= Eižens Ārinš =

Latvian mathematician and computer scientist

Eižens Ārinš (16 May 1911 – 13 February 1987) was a mathematician and computer scientist. He was one of those who contributed to the return of Emanuel Grinberg to the University of Latvia.

== Education and career==
Ārinš was born on 16 May 1911 in Krasnojarsk, Siberia, where his father was in exile. In 1920 the family returned to Riga. He graduated from the University of Latvia in 1941 during the German occupation of Latvia. After Second World War, Ārinš had to graduate again because the Soviet authorities refused to recognise his degree. He graduated again in 1946 from the Faculty of Physics and Mathematics of the Latvian State University. While lecturing in the university, he worked during 5 years at the Institute of Physics of the Latvian Academy of Sciences.

He continued his education at postgraduate level at the Moscow State University. He prepared his PhD thesis on partially continuous functions on products of topological spaces under the supervision of Russian topologist Lyudmila Keldysh. After defending his PhD in 1954, he returned to Latvia SSR where he was appointed as a docent at the university in 1955. From 1956 to 1960 he worked at the Institute of Physics of the Latvian Academy of Sciences.

In 1978 Soviet KGB attempted to recruit Eižens Āriņš to become a secret agent.

==Contributions==
He was a mathematician with a diverse spectrum of interests. He wrote papers in the descriptive theory of functions, theoretical computer science, and cybernetics.

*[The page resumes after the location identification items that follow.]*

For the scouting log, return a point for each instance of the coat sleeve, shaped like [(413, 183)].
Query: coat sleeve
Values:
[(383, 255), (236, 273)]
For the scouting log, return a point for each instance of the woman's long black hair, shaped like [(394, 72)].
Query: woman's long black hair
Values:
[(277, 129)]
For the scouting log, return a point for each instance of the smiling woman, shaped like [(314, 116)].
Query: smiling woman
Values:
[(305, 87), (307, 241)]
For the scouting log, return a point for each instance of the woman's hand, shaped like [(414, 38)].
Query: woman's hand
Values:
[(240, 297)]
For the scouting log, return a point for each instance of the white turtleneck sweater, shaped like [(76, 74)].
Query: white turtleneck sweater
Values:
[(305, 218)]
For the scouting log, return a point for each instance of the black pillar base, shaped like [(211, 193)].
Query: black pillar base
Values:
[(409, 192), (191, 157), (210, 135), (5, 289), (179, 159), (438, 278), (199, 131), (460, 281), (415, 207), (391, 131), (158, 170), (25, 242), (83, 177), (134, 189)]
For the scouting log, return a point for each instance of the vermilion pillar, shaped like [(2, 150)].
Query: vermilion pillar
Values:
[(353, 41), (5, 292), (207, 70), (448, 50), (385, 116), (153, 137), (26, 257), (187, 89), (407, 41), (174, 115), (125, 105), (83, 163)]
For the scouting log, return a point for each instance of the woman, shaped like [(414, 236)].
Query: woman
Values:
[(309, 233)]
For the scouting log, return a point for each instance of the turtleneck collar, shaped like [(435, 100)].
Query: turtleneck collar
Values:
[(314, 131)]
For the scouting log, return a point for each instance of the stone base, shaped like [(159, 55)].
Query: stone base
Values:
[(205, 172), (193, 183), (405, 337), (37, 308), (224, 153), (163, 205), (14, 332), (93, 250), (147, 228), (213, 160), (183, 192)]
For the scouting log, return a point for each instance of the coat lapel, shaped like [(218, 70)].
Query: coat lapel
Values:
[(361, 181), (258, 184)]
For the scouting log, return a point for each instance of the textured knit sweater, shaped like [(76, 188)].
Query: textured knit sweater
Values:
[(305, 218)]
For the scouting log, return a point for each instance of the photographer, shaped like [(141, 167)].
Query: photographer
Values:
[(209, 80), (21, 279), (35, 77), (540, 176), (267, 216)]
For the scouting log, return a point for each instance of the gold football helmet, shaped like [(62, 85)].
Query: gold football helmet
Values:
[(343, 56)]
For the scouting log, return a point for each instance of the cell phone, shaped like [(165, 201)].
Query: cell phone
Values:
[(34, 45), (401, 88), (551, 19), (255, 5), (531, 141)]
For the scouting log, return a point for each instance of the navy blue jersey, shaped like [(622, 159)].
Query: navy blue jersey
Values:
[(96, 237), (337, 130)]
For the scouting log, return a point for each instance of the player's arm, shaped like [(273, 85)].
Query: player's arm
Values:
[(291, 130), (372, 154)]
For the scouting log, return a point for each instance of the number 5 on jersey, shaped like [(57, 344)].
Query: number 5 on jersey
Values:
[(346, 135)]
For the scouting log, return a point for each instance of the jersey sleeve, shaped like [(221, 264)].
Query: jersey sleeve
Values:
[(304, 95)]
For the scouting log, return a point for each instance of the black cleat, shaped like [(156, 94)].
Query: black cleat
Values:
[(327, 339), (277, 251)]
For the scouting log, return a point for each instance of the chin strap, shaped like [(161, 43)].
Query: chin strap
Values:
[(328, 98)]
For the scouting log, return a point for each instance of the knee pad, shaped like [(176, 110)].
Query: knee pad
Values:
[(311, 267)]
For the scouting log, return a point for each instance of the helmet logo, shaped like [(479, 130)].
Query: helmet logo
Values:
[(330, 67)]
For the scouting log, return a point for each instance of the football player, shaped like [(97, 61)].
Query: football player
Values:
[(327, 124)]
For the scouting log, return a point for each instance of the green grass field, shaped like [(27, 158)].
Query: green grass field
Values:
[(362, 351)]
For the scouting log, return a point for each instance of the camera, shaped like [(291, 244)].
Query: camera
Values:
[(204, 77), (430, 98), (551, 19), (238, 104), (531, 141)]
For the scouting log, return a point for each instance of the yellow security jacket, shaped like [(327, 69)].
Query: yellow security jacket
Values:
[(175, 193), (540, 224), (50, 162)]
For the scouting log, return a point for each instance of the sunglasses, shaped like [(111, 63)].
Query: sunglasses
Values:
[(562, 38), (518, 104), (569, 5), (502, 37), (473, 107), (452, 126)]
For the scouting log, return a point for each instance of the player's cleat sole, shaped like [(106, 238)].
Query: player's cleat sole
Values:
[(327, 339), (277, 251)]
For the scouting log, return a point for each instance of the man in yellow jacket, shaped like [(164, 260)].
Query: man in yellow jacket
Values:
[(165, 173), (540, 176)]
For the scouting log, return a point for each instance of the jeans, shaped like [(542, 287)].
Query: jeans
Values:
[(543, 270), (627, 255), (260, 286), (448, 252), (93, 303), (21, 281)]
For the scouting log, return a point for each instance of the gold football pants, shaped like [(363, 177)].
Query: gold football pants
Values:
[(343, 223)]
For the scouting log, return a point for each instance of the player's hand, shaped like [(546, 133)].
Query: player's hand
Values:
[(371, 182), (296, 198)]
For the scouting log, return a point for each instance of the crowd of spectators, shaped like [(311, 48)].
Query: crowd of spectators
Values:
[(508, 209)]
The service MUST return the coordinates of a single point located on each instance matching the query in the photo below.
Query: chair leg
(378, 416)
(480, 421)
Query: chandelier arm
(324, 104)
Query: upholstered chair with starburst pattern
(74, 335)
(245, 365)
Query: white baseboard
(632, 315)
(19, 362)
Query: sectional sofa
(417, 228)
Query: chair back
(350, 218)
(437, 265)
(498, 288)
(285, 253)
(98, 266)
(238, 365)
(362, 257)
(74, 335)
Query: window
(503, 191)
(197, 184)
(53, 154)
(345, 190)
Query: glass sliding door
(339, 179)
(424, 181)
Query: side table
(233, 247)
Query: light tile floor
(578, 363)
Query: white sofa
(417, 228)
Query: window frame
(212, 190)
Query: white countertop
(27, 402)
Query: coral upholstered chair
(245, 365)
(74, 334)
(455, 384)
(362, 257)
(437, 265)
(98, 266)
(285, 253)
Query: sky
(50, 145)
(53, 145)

In addition to his research in mathematics, Ārīņš is remembered as the founder in 1959 of the Center of Computing at the State University of Latvia, one of the first institutions in the Soviet Union dedicated to computer science. He led the center, currently known as the Institute of Mathematics and Informatics of the University of Latvia, since his inception until 1978. In 1964 he received the honorary title of the Merit Scientist and Technical Worker of the Latvian SSR. Ārinš died on 13 February 1987.

==Recognition==
In 1998, the Latvian Academy of Sciences established the Eižens Ārinš Prize in computer science and its applications and has been awarded since 2000.